That’s why I’ve emphasized the need to show an ROI earlier on. It’s how you can win over the CFO and the legal team.
Even if ROI is clear, the prospect might make the case for a lower price by comparing your cost to the cost of other solutions on the market, the cost of their current solution, or their budget. Be prepared to address any discrepancies here, and come with a discount or price cut option in your back pocket to sweeten the deal (more on that below).
the deal or asking for unreasonable concessions, lean on stakeholders who are completely bought in to help expedite things on their end.
7. Close the deal
Many people say closing is the hardest part of the sales cycle, but it doesn’t have to be. If you’ve done everything else right – there’s a fit, you’re solving a problem, you can prove ROI, you have the right people engaged – closing the deal is the easiest part of the whole process.
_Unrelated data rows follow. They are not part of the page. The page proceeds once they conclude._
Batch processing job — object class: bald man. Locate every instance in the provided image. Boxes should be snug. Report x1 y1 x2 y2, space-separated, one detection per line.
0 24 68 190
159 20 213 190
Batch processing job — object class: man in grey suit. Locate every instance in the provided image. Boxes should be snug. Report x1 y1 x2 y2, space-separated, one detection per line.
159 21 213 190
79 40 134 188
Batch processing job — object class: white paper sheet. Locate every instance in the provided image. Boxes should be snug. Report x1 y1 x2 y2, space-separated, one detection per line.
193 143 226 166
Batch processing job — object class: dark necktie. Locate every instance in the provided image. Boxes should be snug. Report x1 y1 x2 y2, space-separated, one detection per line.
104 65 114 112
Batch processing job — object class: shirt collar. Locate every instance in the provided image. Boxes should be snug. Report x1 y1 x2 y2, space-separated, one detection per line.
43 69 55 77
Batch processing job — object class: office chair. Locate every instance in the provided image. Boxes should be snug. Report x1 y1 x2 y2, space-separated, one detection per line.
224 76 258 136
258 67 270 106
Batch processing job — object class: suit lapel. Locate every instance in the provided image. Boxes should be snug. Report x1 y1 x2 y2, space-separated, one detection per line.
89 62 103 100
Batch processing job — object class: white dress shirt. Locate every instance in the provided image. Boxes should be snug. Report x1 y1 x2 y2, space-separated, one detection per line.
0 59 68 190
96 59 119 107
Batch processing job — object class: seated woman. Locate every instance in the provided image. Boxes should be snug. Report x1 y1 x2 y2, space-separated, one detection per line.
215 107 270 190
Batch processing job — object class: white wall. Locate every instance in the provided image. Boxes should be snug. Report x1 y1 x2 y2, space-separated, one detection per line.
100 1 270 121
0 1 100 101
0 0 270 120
You really don’t have to close very hard if you’re helping the business.
But let’s say you’ve presented the deal paperwork, and the signature afghanistan phone number list line is still blank. There are a few closing techniques to seal the deal.
For example, there’s “The Take Away Close” where you suggest that your prospect may not qualify for your solution if circumstances change. This is reverse psychology and it works because people want what they can’t have. Then there’s the “Alternative Choice Close” where you offer two payment options (ex. a 60-month and a 36-month term) and ask them which one they prefer. This gives them two options for saying yes instead of an option for saying no. Finally, there’s “The Potential Cost Close” where you hammer on the cost of not buying your solution.
Sales cycle best practices
The good news is that you don’t reinvent the sales cycle wheel, because there are tried-and-true best practices you can follow. These include measuring and adapting to the data, using relationship-selling techniques, and always coming back to your sales plan. Let’s take a look.